The external culture of fear is reproduced internally because we have for too long treated errors as occasions to find people to blame and punish them. You have to embrace errors and learn from them. As the saying goes, every error is a treasure because it tells you something else about how to fix the system in which it occurred. We don’t do that in health care.

Hedrick Smith: Are you suggesting maybe that the Northern New England experiment is the right way to go? That is, to leave it to the medical profession to work it out internally and not publish these statistics?

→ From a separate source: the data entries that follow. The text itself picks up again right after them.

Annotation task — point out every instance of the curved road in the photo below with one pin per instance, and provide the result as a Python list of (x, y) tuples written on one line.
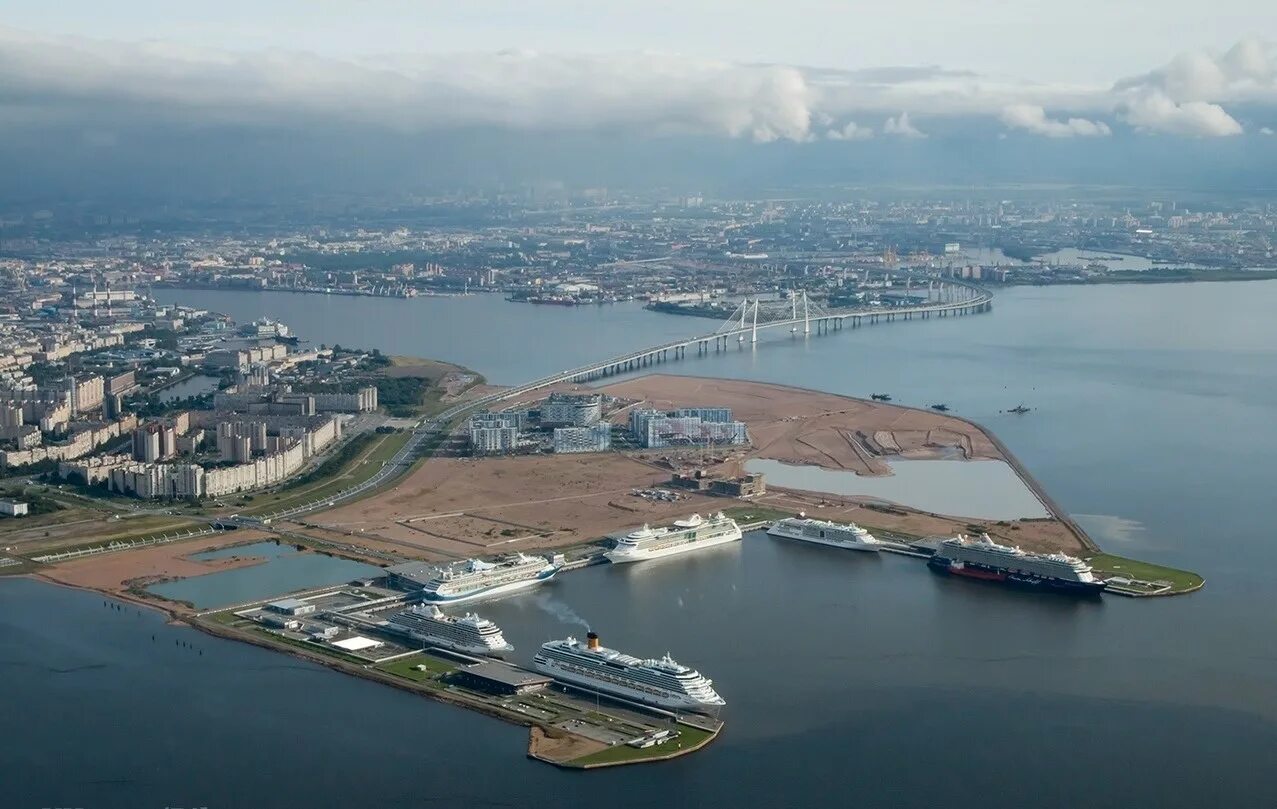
[(980, 300)]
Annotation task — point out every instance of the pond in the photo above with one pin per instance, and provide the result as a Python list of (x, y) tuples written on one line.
[(284, 571)]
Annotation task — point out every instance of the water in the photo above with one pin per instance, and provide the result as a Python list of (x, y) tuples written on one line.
[(502, 340), (284, 571), (198, 384), (987, 489), (852, 679)]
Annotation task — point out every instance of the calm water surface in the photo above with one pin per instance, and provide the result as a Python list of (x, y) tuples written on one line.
[(851, 679)]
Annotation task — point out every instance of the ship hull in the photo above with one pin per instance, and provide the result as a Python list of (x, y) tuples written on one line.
[(491, 592), (469, 648), (1010, 578), (671, 703), (780, 532), (621, 556)]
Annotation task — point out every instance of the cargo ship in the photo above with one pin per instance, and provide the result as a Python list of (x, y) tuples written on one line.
[(821, 532), (987, 560), (427, 624), (484, 579), (662, 683), (685, 535)]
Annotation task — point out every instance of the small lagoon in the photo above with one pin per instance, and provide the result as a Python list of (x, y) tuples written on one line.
[(285, 571)]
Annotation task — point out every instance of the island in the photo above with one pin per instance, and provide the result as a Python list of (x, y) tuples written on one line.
[(820, 453)]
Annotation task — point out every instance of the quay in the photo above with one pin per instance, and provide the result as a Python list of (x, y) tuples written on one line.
[(568, 726)]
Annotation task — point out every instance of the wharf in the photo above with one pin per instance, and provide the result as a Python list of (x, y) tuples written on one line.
[(570, 727)]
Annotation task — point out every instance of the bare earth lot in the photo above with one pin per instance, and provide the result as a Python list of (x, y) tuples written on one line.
[(115, 573), (453, 508)]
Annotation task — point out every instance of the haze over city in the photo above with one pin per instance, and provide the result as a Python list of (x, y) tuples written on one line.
[(817, 403), (305, 97)]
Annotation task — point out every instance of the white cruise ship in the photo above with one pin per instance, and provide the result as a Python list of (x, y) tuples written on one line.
[(484, 579), (823, 532), (427, 624), (685, 535), (663, 683)]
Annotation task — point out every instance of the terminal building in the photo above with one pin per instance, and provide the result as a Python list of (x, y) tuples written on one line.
[(596, 438), (493, 433), (654, 429), (570, 410)]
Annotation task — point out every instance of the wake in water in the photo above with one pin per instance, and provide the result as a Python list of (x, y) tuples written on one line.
[(563, 613)]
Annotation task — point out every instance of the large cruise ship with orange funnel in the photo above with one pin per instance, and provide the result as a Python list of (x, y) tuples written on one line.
[(663, 683)]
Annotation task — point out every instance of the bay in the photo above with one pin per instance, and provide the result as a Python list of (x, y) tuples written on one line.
[(849, 678)]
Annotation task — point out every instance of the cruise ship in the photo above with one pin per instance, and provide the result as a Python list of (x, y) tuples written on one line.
[(663, 683), (986, 559), (823, 532), (427, 624), (484, 579), (685, 535)]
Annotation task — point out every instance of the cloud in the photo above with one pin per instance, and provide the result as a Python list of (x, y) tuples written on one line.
[(657, 93), (1033, 119), (1248, 70), (111, 86), (851, 132), (1158, 112), (902, 128)]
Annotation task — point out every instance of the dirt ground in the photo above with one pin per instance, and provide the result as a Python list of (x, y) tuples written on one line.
[(562, 747), (118, 572), (819, 429), (466, 507), (453, 508)]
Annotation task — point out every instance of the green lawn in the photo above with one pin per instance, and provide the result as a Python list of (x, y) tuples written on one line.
[(1109, 564), (406, 667), (355, 471), (687, 738)]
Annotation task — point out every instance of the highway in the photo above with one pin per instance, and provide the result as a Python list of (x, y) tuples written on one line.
[(973, 300)]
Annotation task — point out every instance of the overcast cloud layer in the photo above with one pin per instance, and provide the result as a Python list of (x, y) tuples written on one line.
[(102, 84)]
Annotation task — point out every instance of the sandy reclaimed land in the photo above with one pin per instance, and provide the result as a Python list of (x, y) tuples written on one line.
[(821, 429), (473, 507), (119, 571), (455, 508)]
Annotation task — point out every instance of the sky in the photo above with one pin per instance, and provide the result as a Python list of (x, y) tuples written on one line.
[(972, 81), (1033, 38)]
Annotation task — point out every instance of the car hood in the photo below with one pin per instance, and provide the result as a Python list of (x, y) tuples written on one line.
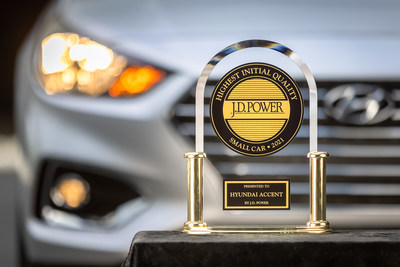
[(338, 39)]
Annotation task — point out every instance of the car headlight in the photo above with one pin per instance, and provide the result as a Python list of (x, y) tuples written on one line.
[(74, 64)]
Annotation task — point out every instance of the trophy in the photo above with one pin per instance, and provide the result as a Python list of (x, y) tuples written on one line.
[(256, 109)]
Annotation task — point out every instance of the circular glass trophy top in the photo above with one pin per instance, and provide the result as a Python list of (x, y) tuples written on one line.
[(256, 109)]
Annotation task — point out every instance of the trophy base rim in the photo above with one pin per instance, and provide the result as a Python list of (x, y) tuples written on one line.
[(257, 229)]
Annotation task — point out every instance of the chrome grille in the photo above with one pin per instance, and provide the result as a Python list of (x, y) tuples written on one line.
[(364, 167)]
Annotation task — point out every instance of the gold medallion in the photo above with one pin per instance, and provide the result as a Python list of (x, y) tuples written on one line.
[(256, 109)]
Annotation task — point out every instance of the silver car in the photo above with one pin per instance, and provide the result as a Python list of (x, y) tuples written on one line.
[(105, 112)]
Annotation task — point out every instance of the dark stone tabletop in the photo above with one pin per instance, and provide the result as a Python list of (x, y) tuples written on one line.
[(342, 248)]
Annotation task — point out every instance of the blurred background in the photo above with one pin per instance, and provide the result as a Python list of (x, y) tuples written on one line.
[(16, 20)]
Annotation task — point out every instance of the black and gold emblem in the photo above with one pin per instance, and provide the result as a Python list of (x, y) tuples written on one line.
[(256, 109)]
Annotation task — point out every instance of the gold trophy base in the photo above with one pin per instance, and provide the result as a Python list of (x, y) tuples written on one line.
[(318, 224), (321, 228)]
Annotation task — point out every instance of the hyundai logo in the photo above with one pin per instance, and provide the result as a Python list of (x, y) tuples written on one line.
[(359, 104)]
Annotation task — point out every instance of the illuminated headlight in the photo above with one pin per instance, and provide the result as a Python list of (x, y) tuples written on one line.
[(70, 192), (74, 64)]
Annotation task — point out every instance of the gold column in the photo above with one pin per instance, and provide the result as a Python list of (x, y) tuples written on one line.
[(318, 190), (195, 190)]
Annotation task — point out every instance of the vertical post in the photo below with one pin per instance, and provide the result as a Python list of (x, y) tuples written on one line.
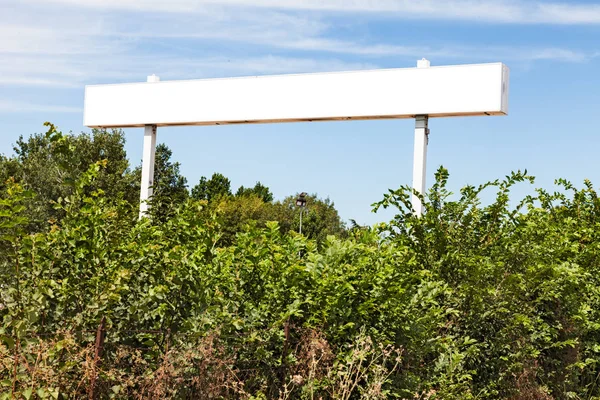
[(148, 159), (147, 168), (420, 160), (420, 156)]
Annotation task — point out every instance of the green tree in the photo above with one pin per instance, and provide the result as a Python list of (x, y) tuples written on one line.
[(258, 190), (170, 186), (48, 164), (319, 219), (209, 189)]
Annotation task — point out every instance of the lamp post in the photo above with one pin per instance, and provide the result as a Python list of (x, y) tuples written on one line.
[(301, 202)]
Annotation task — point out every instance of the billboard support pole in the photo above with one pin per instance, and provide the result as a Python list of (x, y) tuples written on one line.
[(148, 161), (420, 153), (148, 158), (420, 161)]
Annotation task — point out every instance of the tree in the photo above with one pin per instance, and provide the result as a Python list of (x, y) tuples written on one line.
[(209, 189), (170, 187), (258, 190), (319, 220), (49, 163)]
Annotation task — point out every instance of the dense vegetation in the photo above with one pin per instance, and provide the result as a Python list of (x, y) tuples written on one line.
[(469, 301)]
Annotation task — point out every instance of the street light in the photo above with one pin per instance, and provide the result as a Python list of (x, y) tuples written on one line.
[(301, 202)]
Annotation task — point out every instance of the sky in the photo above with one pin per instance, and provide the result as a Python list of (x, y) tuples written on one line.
[(51, 49)]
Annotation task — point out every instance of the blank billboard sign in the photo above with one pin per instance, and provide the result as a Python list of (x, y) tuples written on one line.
[(445, 91)]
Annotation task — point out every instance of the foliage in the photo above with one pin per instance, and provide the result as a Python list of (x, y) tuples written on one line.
[(48, 164), (258, 190), (468, 301), (216, 187), (170, 186)]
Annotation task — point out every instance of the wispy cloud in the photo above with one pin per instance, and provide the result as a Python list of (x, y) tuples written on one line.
[(498, 11), (69, 43), (9, 106)]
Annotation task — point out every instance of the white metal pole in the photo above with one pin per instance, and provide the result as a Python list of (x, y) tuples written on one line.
[(420, 153), (148, 160), (420, 161), (147, 168)]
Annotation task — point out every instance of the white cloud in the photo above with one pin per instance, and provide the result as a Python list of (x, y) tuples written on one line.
[(9, 106), (72, 44), (499, 11)]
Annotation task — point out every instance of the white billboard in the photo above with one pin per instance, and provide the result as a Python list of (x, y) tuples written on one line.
[(445, 91)]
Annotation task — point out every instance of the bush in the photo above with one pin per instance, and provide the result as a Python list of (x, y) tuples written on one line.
[(467, 301)]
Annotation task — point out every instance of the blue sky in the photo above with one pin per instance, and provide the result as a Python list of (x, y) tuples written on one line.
[(50, 49)]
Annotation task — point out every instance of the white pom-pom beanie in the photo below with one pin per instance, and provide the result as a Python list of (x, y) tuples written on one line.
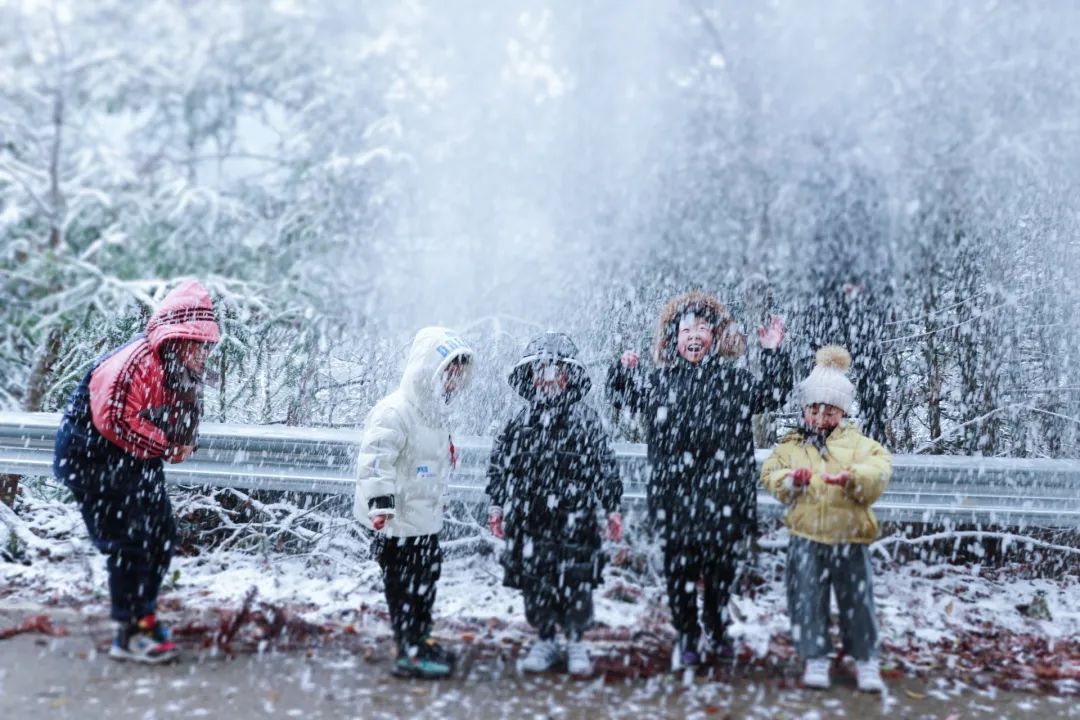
[(827, 381)]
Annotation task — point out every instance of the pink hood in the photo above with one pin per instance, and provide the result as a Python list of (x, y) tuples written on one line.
[(187, 313)]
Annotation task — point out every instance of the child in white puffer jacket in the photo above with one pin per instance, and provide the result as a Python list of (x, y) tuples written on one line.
[(405, 458)]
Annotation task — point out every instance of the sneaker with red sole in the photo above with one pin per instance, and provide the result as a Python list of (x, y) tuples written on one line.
[(146, 640)]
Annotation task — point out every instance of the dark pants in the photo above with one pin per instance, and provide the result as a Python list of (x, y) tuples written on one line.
[(124, 504), (558, 602), (129, 517), (813, 569), (410, 569), (688, 559)]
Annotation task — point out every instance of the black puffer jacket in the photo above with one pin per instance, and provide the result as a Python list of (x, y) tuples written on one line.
[(552, 471), (700, 439)]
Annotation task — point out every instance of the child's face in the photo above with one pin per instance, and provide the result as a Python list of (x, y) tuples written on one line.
[(822, 417), (550, 380), (694, 338), (454, 378)]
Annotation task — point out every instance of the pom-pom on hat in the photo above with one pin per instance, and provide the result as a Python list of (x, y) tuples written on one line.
[(827, 381)]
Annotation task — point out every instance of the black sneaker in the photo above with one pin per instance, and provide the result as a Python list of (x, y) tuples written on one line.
[(427, 661), (144, 641), (434, 650)]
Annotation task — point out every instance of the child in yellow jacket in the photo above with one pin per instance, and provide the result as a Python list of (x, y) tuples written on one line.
[(828, 474)]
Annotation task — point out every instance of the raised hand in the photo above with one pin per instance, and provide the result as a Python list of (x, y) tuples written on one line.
[(837, 478), (615, 527), (495, 522), (771, 337), (800, 476)]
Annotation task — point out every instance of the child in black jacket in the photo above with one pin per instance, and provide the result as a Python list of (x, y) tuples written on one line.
[(551, 471), (697, 409)]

Dr. Mark Chassin: I think that there are a large number of roads that will lead to quality improvement and if the environment is such that multiple institutions can get together on a private basis and do improvement and actually accomplish it, that’s terrific. But I don’t think that it’s the case in many environments that expecting, hoping, wishing for many institutions in many parts of the health care delivery system to get together and improve in that kind of collaborative way will actually be borne out. It hasn’t happened yet, except in a few isolated instances. And I think [that] especially with the financial pressures and economic pressures on health care institutions to survive financially that improving quality is pretty low down on their agenda. And they’re not going to get to it without a lot of external pressure.

Hedrick Smith: In New York City would the Northern New England Collaborative Approach work?

Dr. Mark Chassin: I think the chances of the Northern New England Collaborative Approach working in New York City are about as close to zero as you could measure.

Hedrick Smith: Why?

Dr. Mark Chassin: Because there are too many instutions, they are too many egos, there’s too much competition among them, there’s too much worry about getting together and doing collaborative projects.

I think employers are another part of the problem. The vast majority of private employers have demanded low premiums from their agents, managed care companies, and that’s what they’ve gotten. They have not demanded excellence in quality. So managed care hasn’t interacted with the health care system in any other way except to reduce premiums. And typically in pretty heavy-handed ways that don’t really even involve managing of care but just extracting price discounts from doctors and hospitals.

Hedrick Smith: Has managed care lived up to its promise to improve quality?

Dr. Mark Chassin: Well, managed care in general has certainly not lived up to the hope or the possibility of improving quality and lowering cost. Consumers want lots of choice. The open network point of service opt out programs that has every hospital and every doctor in town in the network is least well positioned to have a beneficial impact on quality.

Hedrick Smith: David Lawrence, head of the Kaiser Health Plan, talks about competing with the market on the basis of quality as their competitive advantage. In the marketplace that you describe, can Kaiser Permanente compete on the basis of quality?

Dr. Mark Chassin: I really hope that Kaiser is successful in its goal of competing in the marketplace on quality. Right now, our marketplace does not operate to reward high-quality HMOs, hospitals, group practices; but if we’re going to use the market as a positive instrument for change, we’ve got to figure out a way to harness competition and marketplace competition in the service of improved quality. Right now the marketplace competition is around reducing cost, reducing price, and it’s not at all about improving quality. If we could figure out how to do that I think it would be a large part of the solution, but we haven’t figured it out yet.